De Parado is a publishing house queerin the broadest sense of the word, which he founded together with Francisco Visconti. “An Argentine publishing house dreamed of by two gays,” says Blatt. It was born as a publishing house ebooks of gay erotic literature, but it transformed along the way. It is not clear what the criteria is for choosing the publications, but the catalog still makes sense. “I don’t ask actors who they sleep with, but it turns out they’re all on the spectrum.” queer“, he says and points out, “if a heterosexual author brings us a completely heterosexual novel where there is absolutely no reference, we are not going to publish it, because we are not even going to read it.” In the end, he concludes, all gays know what falls into gay.
“The girl who remembers / the boy who went / to the center to be / the skull of his time / the mother who cannot tolerate seeing her daughter / sobbing over that parsley that is not worth a penny / and the taita, the tatita, indifferent to the suffering of his women / sitting at the bar table / undaunted / watching life go by / with no more company than a cognac / and the boys from the neighborhood / one more tormenting than the other / that must have been sensational / a time to have lived / I did not live it”.
Blatt does not seek to simplify poetry, nor make it more accessible or popular. “Recently someone told me about one of my poems ‘I like your little poems’, and I liked that definition.” It is not a contrast to other more complex, difficult or bombastic poetry, he clarifies: “it is the poetry that I was able to write, the one that came out of me, and that does not make it better or worse than any other.” Blatt’s writing is the product of an era, of a place at the end of the world, bathed in the interests and readings of an author who inhabits a mass of language from which he rescues the words for his poems. “I am interested in enriching my poetry with the Spanish language.

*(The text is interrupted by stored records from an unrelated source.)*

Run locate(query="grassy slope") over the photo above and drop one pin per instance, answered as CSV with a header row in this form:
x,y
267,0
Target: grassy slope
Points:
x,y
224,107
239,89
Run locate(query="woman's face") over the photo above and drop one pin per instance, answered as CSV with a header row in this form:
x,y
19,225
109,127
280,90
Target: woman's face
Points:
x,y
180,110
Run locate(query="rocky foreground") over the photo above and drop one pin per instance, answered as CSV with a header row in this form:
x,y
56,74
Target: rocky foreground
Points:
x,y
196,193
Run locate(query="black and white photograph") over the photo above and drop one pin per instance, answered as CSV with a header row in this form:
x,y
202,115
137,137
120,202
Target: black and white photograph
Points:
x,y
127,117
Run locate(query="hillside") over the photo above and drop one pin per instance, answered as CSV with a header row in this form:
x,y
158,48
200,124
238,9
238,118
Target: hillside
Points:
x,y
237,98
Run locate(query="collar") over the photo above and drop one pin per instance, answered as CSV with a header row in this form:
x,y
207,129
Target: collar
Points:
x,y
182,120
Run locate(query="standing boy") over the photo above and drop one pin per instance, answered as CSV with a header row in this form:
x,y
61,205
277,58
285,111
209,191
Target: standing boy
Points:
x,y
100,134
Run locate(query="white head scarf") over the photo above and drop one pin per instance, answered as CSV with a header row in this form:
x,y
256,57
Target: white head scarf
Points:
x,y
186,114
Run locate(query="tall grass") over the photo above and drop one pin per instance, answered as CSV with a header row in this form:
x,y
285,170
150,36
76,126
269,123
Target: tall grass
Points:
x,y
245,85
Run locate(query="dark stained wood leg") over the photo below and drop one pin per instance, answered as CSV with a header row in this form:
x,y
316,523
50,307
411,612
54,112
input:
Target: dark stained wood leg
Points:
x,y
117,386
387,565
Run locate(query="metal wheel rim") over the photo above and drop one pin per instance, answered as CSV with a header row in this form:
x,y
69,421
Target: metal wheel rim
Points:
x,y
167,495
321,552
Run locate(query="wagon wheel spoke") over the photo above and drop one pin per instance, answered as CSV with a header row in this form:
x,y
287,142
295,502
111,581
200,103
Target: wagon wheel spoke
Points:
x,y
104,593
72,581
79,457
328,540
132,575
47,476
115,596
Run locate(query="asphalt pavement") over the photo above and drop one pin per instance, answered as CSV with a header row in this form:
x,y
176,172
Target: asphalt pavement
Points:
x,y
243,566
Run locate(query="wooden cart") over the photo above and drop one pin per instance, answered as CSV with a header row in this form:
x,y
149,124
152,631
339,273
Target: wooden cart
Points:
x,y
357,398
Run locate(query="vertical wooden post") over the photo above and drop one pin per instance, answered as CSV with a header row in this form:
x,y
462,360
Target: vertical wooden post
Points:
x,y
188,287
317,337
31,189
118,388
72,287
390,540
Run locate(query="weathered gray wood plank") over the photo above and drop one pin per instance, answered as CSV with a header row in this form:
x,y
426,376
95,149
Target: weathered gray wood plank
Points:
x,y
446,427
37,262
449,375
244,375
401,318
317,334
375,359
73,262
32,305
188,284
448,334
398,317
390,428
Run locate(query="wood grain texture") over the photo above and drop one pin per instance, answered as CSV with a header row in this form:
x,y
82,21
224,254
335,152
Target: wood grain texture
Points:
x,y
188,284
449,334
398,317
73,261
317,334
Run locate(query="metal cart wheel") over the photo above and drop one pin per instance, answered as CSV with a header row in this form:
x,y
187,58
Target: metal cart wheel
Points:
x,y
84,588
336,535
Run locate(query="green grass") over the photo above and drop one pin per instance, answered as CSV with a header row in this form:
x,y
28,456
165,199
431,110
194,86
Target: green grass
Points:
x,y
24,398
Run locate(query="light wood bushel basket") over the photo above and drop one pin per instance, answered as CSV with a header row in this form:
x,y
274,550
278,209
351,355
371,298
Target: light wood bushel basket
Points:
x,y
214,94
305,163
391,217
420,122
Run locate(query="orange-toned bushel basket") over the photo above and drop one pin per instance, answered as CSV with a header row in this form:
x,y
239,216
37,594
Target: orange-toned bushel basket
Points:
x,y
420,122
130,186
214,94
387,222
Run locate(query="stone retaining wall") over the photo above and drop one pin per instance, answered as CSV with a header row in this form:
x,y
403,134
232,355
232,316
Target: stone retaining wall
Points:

All the available words, all the combinations, all the images that the Spanish language offers me and that life offers me.”
Poetry is not kidnapped by a privileged group, he believes, but rather it is everywhere: in the lyrics of songs, in graffiti, in the phrases of a group of friends, in popular chants and in the banners and flags of a protest. “Poetry is nothing more than an experience with language.” He has no writing routine. The poems flow out of him. He writes the first verse on his computer, and the second, and the third, and the magic appears.